Sometimes you just have a bunch of veggies you need to use – they wouldn’t all necessarily fit together well into a neat side dish or salad. Well, it’s probably a great time to consider making a soup!
I found myself in this situation last night. I decided I was going to make a soup then started scoping out what I had that would fit together well…. a bag of carrots with a few left, a bag of celery, a red bell pepper, 2 zucchini, half a container of baby bella ‘shrooms, onions, garlic, shallot, a can of diced tomatoes plus two fresh tomatoes, and about a pound of fresh green beans. Maybe you don’t have all these ingredients… the beauty of the kitchen sink soup is you use what you have. Maybe you don’t have all those fresh veggies but you have a few fresh veggie and a few frozen (peas, corn, spinach, broccoli)… throw it in. Here are the basics of what you’ll need to make a delicious soup:
(1) Veggies to develop flavor. Any of these are great flavor agents: onion, garlic, shallots, mushrooms, celery, fresh herbs, tomato (canned diced tomatoes, canned diced tomatoes with garlic & herbs, tomato paste).
(2) Veggies to add color. Any of the following would be great examples: carrots, green beans, broccoli, spinach, squash, sweet potato, peas, corn, okra, Swiss chard, asparagus, kale, leek, etc, etc, etc — you get the point, just use what you have and what you think would go well together!
(3) If this is going to be an entire meal (which I recommend, because that makes it super easy) then choose a protein to round it out: could be ground turkey or ground beef that you brown (fully cook) and then throw in, canned beans (black, Great Northern, pinto, lentils; drained & rinsed before adding), tofu, or a rotisserie chicken that you skin and pull apart before adding.
(4) Liquid. Obviously every soup needs liquid. I recommend using a homemade or low sodium stock (veggie, chicken, beef) versus a store bought full sodium stock or bouillon. If you can find a lower sodium bouillon, that would be a great healthy choice, too.
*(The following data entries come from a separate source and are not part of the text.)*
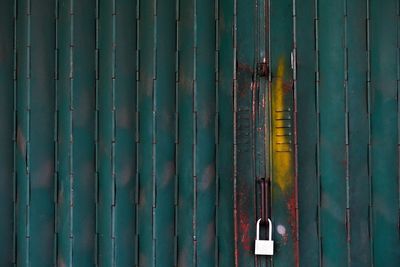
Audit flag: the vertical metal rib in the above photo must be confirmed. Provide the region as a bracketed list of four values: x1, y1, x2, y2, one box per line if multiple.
[97, 0, 116, 266]
[98, 0, 137, 266]
[314, 0, 323, 266]
[365, 0, 374, 263]
[232, 0, 239, 266]
[370, 0, 400, 266]
[216, 0, 237, 267]
[0, 0, 16, 266]
[113, 0, 137, 266]
[56, 0, 96, 266]
[343, 0, 351, 266]
[295, 0, 320, 267]
[16, 0, 55, 266]
[16, 1, 31, 266]
[318, 1, 347, 266]
[194, 0, 216, 266]
[138, 0, 156, 266]
[153, 0, 176, 266]
[345, 0, 371, 267]
[177, 0, 196, 266]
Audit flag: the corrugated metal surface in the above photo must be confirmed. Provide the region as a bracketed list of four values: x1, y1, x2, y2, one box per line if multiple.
[0, 0, 400, 267]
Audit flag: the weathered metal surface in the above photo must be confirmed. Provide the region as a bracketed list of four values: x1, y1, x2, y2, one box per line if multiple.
[0, 0, 15, 266]
[15, 0, 56, 266]
[56, 0, 96, 266]
[0, 0, 400, 267]
[368, 0, 400, 266]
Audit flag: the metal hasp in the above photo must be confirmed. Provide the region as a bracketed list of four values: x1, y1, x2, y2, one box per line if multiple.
[254, 218, 274, 256]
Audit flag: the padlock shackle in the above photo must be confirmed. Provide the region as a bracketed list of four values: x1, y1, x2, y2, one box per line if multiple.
[256, 218, 272, 241]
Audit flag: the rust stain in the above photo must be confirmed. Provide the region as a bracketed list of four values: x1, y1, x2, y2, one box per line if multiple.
[204, 222, 215, 251]
[239, 213, 251, 251]
[271, 57, 294, 192]
[287, 191, 297, 241]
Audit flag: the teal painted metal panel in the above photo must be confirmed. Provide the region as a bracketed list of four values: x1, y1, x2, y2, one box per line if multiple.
[369, 1, 400, 266]
[345, 1, 371, 267]
[0, 0, 400, 267]
[215, 0, 235, 267]
[316, 1, 348, 266]
[56, 1, 96, 266]
[0, 1, 15, 266]
[16, 0, 55, 266]
[295, 0, 321, 267]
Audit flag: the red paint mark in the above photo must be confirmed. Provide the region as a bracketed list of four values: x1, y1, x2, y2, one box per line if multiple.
[239, 213, 251, 251]
[287, 193, 299, 266]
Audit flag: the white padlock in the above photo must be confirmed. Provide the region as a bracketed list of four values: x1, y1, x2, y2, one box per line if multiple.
[254, 219, 274, 256]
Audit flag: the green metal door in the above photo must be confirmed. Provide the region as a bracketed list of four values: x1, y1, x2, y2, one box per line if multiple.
[0, 0, 400, 267]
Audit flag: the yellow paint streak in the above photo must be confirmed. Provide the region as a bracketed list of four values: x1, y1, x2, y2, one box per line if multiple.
[271, 57, 294, 192]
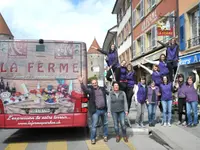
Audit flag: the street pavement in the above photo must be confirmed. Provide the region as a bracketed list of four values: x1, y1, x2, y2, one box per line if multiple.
[0, 103, 200, 150]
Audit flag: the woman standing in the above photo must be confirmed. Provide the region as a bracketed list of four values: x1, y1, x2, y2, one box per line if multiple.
[93, 44, 119, 82]
[183, 70, 199, 127]
[126, 64, 136, 111]
[134, 77, 147, 127]
[175, 74, 187, 125]
[147, 80, 160, 127]
[115, 60, 127, 92]
[108, 82, 128, 142]
[160, 76, 173, 127]
[158, 38, 179, 81]
[144, 54, 169, 76]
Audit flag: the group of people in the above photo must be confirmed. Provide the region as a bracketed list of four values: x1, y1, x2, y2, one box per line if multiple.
[79, 39, 199, 144]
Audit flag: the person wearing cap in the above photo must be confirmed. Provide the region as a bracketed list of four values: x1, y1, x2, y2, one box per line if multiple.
[158, 38, 179, 82]
[174, 74, 187, 126]
[108, 82, 128, 143]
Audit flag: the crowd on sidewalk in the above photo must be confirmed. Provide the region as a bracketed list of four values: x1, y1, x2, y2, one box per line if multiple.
[79, 38, 199, 144]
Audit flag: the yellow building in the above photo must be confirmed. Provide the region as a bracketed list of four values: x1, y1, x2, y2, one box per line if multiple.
[179, 0, 200, 76]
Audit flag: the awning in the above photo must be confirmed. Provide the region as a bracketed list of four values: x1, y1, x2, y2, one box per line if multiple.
[179, 52, 200, 65]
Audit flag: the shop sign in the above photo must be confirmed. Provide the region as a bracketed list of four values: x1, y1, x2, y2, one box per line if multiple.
[180, 53, 200, 65]
[157, 21, 173, 36]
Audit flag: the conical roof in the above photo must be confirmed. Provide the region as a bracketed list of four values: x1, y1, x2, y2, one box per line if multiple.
[88, 38, 101, 54]
[0, 13, 13, 37]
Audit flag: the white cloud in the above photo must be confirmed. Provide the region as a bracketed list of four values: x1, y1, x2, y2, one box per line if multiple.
[0, 0, 116, 48]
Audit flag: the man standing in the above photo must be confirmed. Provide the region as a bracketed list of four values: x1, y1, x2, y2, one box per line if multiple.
[79, 77, 109, 144]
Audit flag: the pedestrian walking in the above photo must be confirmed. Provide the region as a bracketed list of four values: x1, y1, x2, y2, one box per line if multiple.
[115, 60, 127, 92]
[138, 64, 162, 86]
[108, 82, 128, 142]
[160, 76, 173, 127]
[134, 77, 147, 128]
[147, 80, 160, 127]
[144, 54, 169, 76]
[126, 64, 136, 112]
[174, 74, 187, 126]
[158, 38, 179, 82]
[79, 77, 108, 144]
[183, 70, 199, 127]
[93, 44, 119, 82]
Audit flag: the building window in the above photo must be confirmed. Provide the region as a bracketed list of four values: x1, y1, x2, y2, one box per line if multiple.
[151, 26, 157, 48]
[132, 9, 136, 28]
[190, 10, 200, 38]
[132, 41, 136, 58]
[128, 19, 131, 34]
[146, 30, 152, 51]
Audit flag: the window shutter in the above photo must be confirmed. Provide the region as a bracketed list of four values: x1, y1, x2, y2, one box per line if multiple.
[179, 14, 186, 51]
[132, 41, 136, 58]
[140, 0, 144, 19]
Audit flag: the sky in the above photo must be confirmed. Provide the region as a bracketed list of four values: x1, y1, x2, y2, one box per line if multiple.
[0, 0, 117, 48]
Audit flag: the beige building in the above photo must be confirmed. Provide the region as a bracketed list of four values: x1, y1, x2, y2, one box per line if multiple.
[0, 13, 14, 40]
[87, 39, 104, 80]
[179, 0, 200, 76]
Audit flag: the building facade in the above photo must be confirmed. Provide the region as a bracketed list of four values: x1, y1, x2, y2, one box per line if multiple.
[0, 13, 14, 40]
[112, 0, 132, 62]
[179, 0, 200, 79]
[132, 0, 178, 82]
[87, 39, 104, 82]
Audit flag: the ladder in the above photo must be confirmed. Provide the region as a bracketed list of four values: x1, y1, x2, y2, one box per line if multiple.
[109, 68, 132, 128]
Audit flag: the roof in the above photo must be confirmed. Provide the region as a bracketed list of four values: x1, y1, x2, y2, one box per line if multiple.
[0, 13, 13, 37]
[112, 0, 124, 14]
[103, 25, 117, 50]
[88, 38, 101, 54]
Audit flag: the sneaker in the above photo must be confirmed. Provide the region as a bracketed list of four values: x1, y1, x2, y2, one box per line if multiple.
[140, 123, 145, 128]
[182, 121, 187, 126]
[136, 123, 141, 128]
[176, 121, 182, 125]
[103, 136, 108, 142]
[116, 135, 120, 143]
[91, 140, 96, 145]
[123, 136, 128, 143]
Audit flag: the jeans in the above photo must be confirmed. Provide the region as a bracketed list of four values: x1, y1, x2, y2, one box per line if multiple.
[91, 110, 108, 140]
[147, 103, 157, 124]
[126, 88, 133, 112]
[186, 101, 198, 125]
[161, 100, 172, 123]
[178, 98, 187, 122]
[112, 111, 126, 137]
[135, 102, 145, 124]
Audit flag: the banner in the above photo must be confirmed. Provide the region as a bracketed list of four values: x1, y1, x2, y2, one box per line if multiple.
[157, 21, 173, 36]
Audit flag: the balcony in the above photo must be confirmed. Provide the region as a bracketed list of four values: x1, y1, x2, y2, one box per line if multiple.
[188, 36, 200, 48]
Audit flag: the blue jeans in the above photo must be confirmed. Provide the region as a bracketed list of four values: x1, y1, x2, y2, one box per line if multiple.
[147, 103, 157, 124]
[91, 110, 108, 140]
[186, 101, 198, 125]
[112, 111, 126, 137]
[161, 100, 172, 123]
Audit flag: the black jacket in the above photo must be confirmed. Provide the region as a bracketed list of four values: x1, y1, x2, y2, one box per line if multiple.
[81, 83, 109, 115]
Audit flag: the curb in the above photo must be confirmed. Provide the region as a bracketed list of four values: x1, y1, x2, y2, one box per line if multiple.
[150, 129, 182, 150]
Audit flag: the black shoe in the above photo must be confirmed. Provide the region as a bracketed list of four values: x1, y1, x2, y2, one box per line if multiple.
[91, 140, 96, 145]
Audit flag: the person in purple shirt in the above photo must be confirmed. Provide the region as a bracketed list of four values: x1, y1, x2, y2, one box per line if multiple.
[160, 76, 173, 127]
[134, 77, 147, 128]
[93, 44, 119, 82]
[144, 54, 169, 76]
[174, 74, 187, 126]
[183, 70, 199, 127]
[146, 80, 160, 127]
[158, 38, 179, 82]
[126, 64, 136, 111]
[115, 60, 127, 92]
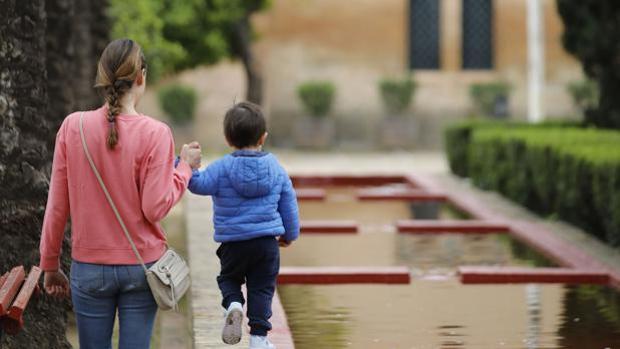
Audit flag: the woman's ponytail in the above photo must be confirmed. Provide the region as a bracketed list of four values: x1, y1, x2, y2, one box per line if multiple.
[95, 39, 146, 149]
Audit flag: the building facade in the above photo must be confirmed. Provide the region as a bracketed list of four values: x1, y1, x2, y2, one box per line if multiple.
[253, 0, 582, 147]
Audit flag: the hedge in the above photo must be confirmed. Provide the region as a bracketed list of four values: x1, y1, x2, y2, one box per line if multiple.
[446, 123, 620, 246]
[157, 84, 198, 125]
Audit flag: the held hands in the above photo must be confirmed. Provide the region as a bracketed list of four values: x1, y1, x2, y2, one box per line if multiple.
[43, 270, 71, 298]
[180, 142, 202, 170]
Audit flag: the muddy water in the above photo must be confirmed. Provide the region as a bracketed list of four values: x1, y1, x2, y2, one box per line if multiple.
[279, 279, 620, 349]
[279, 184, 620, 349]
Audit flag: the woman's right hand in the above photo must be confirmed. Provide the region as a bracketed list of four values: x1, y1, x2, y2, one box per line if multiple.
[180, 142, 202, 170]
[43, 270, 71, 298]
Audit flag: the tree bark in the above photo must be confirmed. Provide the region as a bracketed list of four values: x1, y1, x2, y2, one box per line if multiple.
[0, 0, 108, 348]
[232, 16, 263, 105]
[71, 0, 109, 110]
[0, 0, 70, 348]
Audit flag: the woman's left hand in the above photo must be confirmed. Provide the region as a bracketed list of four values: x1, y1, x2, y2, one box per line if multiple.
[43, 270, 71, 298]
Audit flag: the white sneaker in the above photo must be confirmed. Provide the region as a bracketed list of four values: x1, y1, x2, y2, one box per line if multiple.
[222, 302, 243, 344]
[250, 335, 276, 349]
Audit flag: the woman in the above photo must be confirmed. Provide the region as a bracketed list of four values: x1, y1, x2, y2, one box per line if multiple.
[40, 39, 200, 349]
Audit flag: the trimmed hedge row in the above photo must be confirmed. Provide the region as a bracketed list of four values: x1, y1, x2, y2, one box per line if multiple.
[446, 123, 620, 246]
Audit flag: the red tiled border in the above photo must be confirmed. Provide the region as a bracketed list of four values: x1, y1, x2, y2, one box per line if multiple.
[295, 188, 327, 201]
[357, 189, 447, 201]
[396, 219, 510, 234]
[278, 267, 411, 285]
[406, 174, 620, 290]
[291, 175, 406, 188]
[300, 221, 358, 234]
[458, 266, 609, 285]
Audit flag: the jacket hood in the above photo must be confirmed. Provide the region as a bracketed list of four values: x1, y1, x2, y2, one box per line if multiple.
[228, 150, 278, 198]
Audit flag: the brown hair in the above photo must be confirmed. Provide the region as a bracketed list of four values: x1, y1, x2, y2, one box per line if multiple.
[224, 102, 267, 149]
[95, 39, 146, 149]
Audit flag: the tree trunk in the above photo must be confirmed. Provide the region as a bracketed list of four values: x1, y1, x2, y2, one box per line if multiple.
[232, 16, 263, 105]
[0, 0, 70, 348]
[71, 0, 108, 110]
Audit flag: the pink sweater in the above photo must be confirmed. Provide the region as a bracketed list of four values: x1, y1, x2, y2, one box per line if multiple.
[40, 107, 192, 270]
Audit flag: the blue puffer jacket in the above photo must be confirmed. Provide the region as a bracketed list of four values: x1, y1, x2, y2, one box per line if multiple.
[189, 150, 299, 242]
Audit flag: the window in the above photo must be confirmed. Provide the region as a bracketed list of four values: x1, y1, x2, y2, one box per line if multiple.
[409, 0, 440, 69]
[462, 0, 493, 69]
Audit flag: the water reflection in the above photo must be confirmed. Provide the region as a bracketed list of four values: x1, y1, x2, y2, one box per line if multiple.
[279, 281, 620, 349]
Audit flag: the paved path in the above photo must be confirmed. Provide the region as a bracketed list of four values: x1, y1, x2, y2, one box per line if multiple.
[186, 151, 620, 349]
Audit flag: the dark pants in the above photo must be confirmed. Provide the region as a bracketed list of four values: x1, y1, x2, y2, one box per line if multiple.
[217, 236, 280, 336]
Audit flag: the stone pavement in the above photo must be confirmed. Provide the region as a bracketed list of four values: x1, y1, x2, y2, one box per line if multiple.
[186, 150, 620, 349]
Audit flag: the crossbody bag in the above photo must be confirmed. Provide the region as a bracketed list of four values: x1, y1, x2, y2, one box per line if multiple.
[80, 112, 190, 310]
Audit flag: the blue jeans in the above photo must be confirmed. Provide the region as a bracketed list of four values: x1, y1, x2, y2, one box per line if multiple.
[71, 261, 157, 349]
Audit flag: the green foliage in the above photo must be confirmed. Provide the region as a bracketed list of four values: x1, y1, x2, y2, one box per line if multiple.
[157, 85, 197, 124]
[109, 0, 188, 81]
[557, 0, 620, 129]
[297, 81, 336, 117]
[566, 80, 599, 112]
[469, 82, 510, 116]
[379, 77, 416, 115]
[447, 123, 620, 246]
[109, 0, 270, 79]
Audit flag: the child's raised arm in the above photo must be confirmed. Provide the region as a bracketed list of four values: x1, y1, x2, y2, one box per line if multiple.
[187, 161, 221, 195]
[278, 173, 299, 242]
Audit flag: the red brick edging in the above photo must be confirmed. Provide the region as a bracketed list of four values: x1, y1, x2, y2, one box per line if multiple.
[278, 267, 411, 285]
[396, 219, 510, 234]
[300, 220, 358, 234]
[407, 174, 620, 290]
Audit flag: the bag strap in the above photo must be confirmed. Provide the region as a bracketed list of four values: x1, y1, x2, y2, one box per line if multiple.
[80, 112, 148, 272]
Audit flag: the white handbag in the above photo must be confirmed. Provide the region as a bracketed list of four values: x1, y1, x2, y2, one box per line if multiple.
[80, 112, 191, 310]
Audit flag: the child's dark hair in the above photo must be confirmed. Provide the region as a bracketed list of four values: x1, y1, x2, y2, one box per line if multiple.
[224, 102, 267, 149]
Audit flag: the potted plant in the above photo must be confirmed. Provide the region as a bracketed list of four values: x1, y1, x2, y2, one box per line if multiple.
[469, 81, 510, 119]
[378, 76, 416, 148]
[566, 80, 600, 113]
[293, 81, 336, 149]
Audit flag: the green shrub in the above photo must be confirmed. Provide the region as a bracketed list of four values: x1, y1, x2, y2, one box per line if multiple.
[566, 80, 599, 112]
[157, 85, 197, 124]
[446, 123, 620, 246]
[379, 77, 416, 115]
[469, 82, 510, 116]
[297, 81, 336, 117]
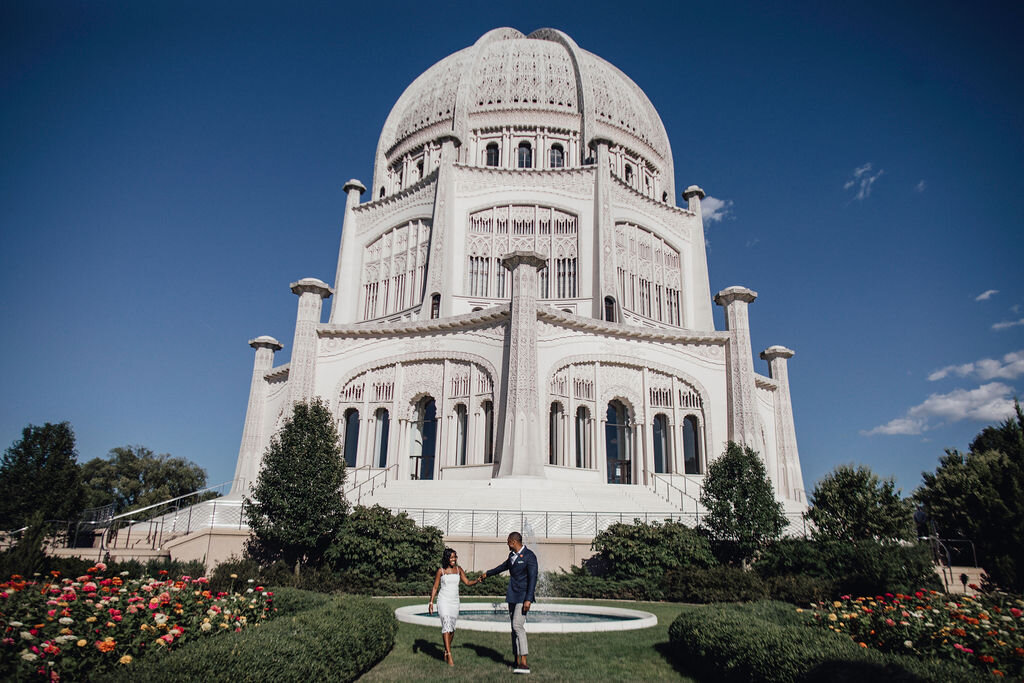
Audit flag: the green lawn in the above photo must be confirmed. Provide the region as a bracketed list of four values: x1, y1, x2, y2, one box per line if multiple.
[359, 597, 694, 682]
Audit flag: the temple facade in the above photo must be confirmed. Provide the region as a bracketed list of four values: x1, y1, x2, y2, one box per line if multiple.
[232, 29, 805, 509]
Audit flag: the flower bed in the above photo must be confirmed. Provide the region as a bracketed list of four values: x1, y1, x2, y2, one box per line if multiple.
[813, 591, 1024, 679]
[0, 563, 273, 680]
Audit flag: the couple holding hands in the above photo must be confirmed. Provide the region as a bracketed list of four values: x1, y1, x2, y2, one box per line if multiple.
[427, 531, 537, 674]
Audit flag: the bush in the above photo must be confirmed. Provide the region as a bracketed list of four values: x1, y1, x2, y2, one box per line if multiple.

Okay, have what you need? Now you’re going to want to sauté those flavor developing veggies in some olive or canola oil – I like to sauté them on a high temp at first then turn down the temp and cook them low & slow to derive the most flavor. Watch them carefully to make sure they don’t burn. When they’re looking nice and mushy – and if you’re using onion, when they’re looking a bit translucent, then add your liquid and bring to a boil. Throw in all the other chopped veggies then bring it down to a simmer. Add your cooked protein. Add any additional seasonings (I used cumin, salt, and pepper – but get creative and use what you have!). Congratulations, you just made a healthy, high fiber, balanced, and delicious meal! Serve.
See? Cooking without a recipe is easy – and you waste less and save money! Win-win-win!